GEP: Unknown Field Management (aka Dead Fields)

[shaneutt]

Definition

The "Unknown Fields" situation (colloquially we've often referred to this as the "Dead Fields" situation as well) is the situation where the API provides one or more fields that an implementation doesn't actually support, but that implementation is otherwise schema-compatible with the rest of the fields.

Note: In this context we're referring very specifically to the Gateway API CRDs.

In the best case the user doesn't need or use the dead fields, and the problem is non-impacting (at least for that moment).

In the bad case the user utilizes the fields and the API accepts them, but the implementation doesn't support them and so they are "dropped silently". This is not axiomatic for the user. The implementation problematically provisions something that is only a partial reflection of the users' intent.

The worst case is the same as the bad case, except those dropped fields are critical and it is broken and/or unsafe to provision the rest without them. For instance, if some security related fields like authentication were populated and the implementation drops them and exposes a route without its intended authentication (and the user has no way to tell).

What?

I'm advocating for an upstream solution to the "dead fields" problem to help Gateway API implementations and Kubernetes platforms create a safer and more consistent experience for users. This should include both documentation and tooling.

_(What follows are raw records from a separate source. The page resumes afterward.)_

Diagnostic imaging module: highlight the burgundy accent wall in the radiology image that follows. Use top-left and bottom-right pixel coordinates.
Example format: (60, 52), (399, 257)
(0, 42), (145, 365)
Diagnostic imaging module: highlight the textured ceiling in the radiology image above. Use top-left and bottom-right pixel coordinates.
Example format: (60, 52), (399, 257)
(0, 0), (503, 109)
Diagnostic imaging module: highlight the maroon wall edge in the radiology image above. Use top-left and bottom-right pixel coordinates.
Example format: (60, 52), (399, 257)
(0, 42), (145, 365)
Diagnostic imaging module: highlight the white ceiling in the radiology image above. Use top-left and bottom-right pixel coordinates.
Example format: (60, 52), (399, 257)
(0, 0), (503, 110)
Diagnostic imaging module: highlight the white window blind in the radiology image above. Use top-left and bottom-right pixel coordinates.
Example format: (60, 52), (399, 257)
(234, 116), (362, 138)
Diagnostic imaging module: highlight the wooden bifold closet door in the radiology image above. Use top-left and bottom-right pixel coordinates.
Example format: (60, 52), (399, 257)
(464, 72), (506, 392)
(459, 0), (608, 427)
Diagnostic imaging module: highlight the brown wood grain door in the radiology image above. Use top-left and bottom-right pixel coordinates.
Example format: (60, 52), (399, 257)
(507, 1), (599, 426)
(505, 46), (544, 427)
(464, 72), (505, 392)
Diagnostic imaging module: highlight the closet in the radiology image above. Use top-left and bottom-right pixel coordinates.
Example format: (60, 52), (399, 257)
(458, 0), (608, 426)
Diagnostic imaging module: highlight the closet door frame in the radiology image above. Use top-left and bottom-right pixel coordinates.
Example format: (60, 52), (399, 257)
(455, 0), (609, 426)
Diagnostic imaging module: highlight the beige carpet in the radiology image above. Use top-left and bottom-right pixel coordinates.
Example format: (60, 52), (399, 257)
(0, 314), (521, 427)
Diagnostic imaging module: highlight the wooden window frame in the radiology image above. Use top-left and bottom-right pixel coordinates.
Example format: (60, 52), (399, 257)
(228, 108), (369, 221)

Note: This problem is not unique to Gateway API, and in fact I'm aware of it existing for at least Cluster API (CAPI) and potentially some other projects. However, we were early adopters of CRDs for an official API so the impact is particularly strong here. See more context below.

Why?

Note: Originally discussed in #3576 (comment)

In Gateway API, we have several dimensions where the "dead fields" problem comes into play:

• Clusters housing multiple implementations
• Extended feature support
• Experimental channel

We'll explain each of these situations in more detail.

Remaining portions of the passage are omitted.